Let's pursue this line of reasoning with the expectation that doing everything you can to prevent cancer is clearly the best choice.

What medicine refers to as environmental and lifestyle factors include some familiar culprits: overweight, lack of exercise, poor diet, smoking, overuse of alcohol and overexposure to UV and other forms of radiation. Of all cancer-related deaths, it's thought that 25-30 percent are due to tobacco; 30-35 percent are linked to diet; and about 15-20 percent are due to infections, many of them preventable.

What is cancer?

Cells in adults normally have tightly-controlled patterns of growth. They divide in a regulated manner and have definite lifespans. Because of this, the number of cells in a healthy body remains roughly the same over time.

Cancer cells, however, display uncontrolled growth. The rate of division is faster in some cancers than in others, but in all cancers, the cells never stop dividing. In effect, they have infinite lifespans. Malignant tumors invade neighboring tissues and may metastasize, spreading to distant parts of the body. Cancerous tumors have the ability to produce activator molecules, such as vascular endothelial growth factor. Activator molecules induce the formation of new blood vessels to supply the tumor, allowing for cell reproduction and tumor growth.
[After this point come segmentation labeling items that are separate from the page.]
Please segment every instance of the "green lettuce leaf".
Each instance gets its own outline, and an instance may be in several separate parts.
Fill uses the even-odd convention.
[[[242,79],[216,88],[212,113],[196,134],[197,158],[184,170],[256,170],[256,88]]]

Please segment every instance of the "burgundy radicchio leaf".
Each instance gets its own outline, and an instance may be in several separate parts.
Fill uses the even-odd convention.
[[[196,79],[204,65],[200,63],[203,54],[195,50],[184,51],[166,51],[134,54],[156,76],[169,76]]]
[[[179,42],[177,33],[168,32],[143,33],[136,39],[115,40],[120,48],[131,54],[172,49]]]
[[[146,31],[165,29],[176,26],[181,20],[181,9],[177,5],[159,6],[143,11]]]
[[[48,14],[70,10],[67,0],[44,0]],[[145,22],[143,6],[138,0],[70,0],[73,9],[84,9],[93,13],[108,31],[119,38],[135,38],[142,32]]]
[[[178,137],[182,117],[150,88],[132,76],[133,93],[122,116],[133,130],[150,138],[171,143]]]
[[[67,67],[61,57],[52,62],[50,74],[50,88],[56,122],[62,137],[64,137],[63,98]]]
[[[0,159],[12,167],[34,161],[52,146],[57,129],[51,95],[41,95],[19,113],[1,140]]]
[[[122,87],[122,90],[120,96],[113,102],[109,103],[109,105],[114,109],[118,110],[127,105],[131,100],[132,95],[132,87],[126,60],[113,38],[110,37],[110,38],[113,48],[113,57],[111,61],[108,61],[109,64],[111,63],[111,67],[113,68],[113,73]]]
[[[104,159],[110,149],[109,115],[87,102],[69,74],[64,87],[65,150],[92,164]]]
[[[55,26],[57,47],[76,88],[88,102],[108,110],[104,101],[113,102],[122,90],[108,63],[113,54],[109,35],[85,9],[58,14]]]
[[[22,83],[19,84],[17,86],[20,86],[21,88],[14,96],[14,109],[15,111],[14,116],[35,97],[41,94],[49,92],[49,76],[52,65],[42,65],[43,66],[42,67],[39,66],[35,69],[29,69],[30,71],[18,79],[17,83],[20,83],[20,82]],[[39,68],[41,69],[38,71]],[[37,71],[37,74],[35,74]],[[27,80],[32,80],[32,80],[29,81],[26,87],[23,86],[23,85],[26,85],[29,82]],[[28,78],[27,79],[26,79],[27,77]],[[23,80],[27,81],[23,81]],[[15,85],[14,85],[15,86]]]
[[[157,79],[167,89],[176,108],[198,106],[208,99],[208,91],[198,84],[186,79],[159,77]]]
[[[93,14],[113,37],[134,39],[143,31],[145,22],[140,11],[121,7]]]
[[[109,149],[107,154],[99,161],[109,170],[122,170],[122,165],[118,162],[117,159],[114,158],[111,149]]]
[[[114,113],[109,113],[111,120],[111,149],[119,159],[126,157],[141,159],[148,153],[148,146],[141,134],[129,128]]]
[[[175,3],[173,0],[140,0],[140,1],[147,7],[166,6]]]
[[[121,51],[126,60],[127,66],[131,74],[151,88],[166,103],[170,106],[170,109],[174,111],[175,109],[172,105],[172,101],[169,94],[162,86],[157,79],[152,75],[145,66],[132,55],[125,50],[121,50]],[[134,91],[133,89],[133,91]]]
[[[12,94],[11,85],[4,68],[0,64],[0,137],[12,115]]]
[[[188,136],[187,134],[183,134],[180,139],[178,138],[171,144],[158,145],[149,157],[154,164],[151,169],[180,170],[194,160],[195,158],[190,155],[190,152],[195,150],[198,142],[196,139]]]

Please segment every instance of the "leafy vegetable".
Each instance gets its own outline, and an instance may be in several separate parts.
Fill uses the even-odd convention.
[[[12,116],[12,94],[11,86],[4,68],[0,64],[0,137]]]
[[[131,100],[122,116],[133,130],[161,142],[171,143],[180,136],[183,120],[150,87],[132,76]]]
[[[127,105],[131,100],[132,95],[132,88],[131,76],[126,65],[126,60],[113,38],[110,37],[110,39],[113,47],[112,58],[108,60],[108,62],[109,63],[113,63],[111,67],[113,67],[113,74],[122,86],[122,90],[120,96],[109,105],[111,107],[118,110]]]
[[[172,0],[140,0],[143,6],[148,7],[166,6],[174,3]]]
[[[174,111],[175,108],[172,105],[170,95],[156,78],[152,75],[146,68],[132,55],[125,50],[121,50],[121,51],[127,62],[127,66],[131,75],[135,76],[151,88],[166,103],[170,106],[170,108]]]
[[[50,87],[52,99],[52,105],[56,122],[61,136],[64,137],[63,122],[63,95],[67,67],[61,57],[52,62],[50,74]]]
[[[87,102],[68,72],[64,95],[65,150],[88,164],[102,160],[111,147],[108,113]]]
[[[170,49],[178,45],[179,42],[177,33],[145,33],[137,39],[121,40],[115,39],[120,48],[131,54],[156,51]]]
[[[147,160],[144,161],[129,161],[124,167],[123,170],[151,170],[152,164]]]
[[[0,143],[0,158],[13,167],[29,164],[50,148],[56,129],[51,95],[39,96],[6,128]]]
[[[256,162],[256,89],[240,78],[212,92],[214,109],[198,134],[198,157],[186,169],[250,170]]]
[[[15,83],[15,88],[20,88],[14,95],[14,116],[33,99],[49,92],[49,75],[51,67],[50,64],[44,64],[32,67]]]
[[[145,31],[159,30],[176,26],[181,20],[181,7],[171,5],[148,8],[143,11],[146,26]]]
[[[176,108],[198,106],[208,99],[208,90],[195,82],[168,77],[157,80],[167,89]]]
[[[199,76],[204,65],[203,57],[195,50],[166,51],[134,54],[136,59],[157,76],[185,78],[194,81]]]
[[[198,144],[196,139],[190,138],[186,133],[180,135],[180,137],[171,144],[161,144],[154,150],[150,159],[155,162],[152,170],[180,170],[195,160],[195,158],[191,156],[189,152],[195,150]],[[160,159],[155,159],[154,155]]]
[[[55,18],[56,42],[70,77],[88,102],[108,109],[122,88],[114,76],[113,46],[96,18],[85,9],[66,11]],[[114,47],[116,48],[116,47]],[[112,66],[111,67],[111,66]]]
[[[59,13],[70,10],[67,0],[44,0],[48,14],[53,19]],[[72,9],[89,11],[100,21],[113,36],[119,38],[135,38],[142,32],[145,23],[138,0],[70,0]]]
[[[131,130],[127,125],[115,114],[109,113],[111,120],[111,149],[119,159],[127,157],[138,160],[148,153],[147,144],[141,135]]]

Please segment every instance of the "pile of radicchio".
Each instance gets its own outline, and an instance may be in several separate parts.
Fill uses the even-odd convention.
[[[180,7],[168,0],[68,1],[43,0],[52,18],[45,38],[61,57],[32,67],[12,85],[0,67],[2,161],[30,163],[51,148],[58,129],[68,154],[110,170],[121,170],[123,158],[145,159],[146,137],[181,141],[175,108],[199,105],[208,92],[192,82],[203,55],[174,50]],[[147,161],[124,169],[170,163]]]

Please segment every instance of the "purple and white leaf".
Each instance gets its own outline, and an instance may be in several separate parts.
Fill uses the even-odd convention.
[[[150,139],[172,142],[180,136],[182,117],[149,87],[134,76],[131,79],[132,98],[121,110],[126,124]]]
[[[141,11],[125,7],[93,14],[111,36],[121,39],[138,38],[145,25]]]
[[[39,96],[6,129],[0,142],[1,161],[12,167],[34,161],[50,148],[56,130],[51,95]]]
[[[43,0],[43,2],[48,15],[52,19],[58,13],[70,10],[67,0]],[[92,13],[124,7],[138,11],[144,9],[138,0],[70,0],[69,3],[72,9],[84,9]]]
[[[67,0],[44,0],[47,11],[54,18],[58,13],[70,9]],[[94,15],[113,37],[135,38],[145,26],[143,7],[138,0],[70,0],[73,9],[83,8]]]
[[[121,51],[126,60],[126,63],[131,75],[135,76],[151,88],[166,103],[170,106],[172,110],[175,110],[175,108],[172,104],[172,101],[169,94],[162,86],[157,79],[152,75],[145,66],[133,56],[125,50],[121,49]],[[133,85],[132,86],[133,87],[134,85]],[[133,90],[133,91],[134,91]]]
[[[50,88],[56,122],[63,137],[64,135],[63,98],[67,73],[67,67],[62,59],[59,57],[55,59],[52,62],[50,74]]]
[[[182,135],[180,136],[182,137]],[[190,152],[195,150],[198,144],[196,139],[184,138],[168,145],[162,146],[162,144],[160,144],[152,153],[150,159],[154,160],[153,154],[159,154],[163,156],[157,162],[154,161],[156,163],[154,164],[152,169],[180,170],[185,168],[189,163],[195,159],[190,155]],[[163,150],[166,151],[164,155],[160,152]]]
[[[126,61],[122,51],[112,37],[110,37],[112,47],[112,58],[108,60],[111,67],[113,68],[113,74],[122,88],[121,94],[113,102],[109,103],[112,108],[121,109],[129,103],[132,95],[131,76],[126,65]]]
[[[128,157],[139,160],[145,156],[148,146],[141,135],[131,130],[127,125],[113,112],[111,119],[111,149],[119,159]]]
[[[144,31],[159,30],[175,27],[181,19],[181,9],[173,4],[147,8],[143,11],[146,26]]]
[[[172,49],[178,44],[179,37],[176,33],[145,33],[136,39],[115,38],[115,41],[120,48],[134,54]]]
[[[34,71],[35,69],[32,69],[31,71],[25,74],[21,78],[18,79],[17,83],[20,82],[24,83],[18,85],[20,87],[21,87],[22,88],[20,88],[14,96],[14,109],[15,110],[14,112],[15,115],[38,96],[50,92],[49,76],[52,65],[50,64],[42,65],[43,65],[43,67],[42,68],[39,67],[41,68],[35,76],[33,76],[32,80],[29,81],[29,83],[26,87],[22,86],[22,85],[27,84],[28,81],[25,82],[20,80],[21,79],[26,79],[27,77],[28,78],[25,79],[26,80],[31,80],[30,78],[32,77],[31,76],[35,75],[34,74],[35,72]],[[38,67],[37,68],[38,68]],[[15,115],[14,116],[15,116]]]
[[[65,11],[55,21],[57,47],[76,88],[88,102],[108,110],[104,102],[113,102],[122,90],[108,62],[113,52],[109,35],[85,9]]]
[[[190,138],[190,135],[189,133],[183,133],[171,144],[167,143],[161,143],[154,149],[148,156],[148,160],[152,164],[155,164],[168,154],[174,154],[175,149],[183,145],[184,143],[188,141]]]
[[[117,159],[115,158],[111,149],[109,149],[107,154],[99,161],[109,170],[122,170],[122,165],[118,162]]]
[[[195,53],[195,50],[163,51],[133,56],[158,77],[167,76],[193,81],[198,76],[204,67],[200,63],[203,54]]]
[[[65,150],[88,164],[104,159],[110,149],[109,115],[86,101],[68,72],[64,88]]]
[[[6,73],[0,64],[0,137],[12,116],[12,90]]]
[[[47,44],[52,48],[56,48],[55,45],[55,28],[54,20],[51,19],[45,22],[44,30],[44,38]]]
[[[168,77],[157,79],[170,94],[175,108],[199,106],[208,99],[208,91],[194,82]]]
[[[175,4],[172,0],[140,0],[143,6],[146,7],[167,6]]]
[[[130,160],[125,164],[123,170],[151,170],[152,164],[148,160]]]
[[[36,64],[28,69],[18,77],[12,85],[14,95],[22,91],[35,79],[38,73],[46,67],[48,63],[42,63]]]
Cancer is not one but hundreds of different diseases. Breast cancers, for instance, have individual characteristics and display different patterns of growth than lung cancers. That's why a cancer that originates in the breast and metastasizes to the lungs is referred to as metastatic breast cancer, not lung cancer.

How does cancer begin?

Cancer begins when a cell undergoes a mutation: one or more of its genes are damaged or lost. A number of different mutations have to happen before the cell becomes a cancer cell. If a cell carries a mutation, it usually either destroys itself or is recognized as being abnormal by the immune system and killed. This is why cancer usually occurs in older people: There has been more time for mutations to occur and for exposure to cancer-causing agents.

Genes may be damaged by:
  • Free radicals produced in the normal process of metabolism 
  • Carcinogens, such as radiation, chemicals, tobacco, and infectious agents 
  • Random errors in DNA replication 
  • Inherited mutated genes
Almost from the time they first arise, cancerous tumors shed cells into the bloodstream. In fact, it's estimated that a 1-cm tumor sheds more than a million cells into the circulatory system in just 24 hours. Most of these cells are killed by cells of the immune system or die due to injury, but some may survive. Traveling cancer cells may become stuck in a capillary and adhere to its lining. From there they penetrate into surrounding tissues or organs, where they may generate secondary tumors. Cancer cells may also penetrate into the lymphatic vessel and travel in the circulating lymph fluid until it becomes lodged in the small channels inside a lymph node.

Cancer prevention

That the vast majority of cancers are not caused by genetic defects means that in most cases we have the power to modify or eliminate most of the factors that lead to it.

Most of the known risk factors for cancer have one thing in common: they create chronic (long-term) inflammation in the body. Inflammation is a normal part of your body's immune system response to injury. Problems arise when that inflammation becomes chronic. When that happens, levels of many potent inflammatory chemicals go up. These substances include cytokines (including TNF, IL-1, and IL-6), enzymes (such as COX-2 and 5-LOX), and adhesion molecules. All of these various chemicals have been linked to the development of cancerous tumors, and chronic inflammation precedes tumor growth in most types of cancer.